L’entente de commandite permet à Canac d’occuper la position de commanditaire principal pendant cinq courses cette saison. Coup de chance, celle de Talladega samedi dernier, où Lessard a remporté sa première victoire, était l’une d’elles. Le nom et le logo de Canac occupaient donc les meilleurs emplacements sur la voiture et la combinaison du pilote, en plus des uniformes des membres de son équipe.

Compte tenu de la faible étendue géographique de Canac, l’impact de cette grande visibilité reste mineur, convient M. Delisle.

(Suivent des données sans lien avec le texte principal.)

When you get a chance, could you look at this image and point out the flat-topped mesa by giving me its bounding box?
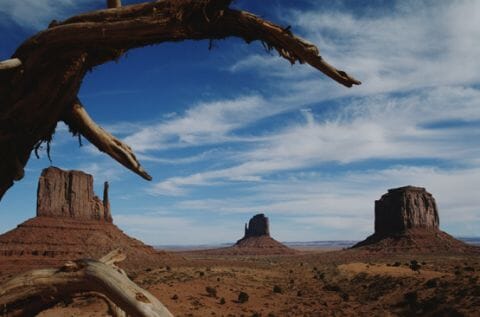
[37,167,112,222]
[375,186,439,236]
[244,214,270,238]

« On s’accroche beaucoup au fait que c’est diffusé à RDS et qu’il y a des passionnés parmi nos clients », dit-il, mais il ne faut pas voir dans cette commandite l’intention de Canac de se lancer aux États-Unis, ou même d’un bout à l’autre du Canada.

Impossible à rentabiliser

S’il refuse de préciser la valeur du contrat, M. Delisle parle de « montants significatifs ».

« Ça va au-delà de la raison. »

Selon M. Labrosse, il y a normalement trois façons pour un commanditaire comme Canac de profiter de son investissement : nouer de nouvelles relations d’affaires, notamment en invitant des clients aux courses, faire voir son nom partout en Amérique du Nord et revendre une partie ou la totalité de l’espace auquel il a droit à une autre entreprise.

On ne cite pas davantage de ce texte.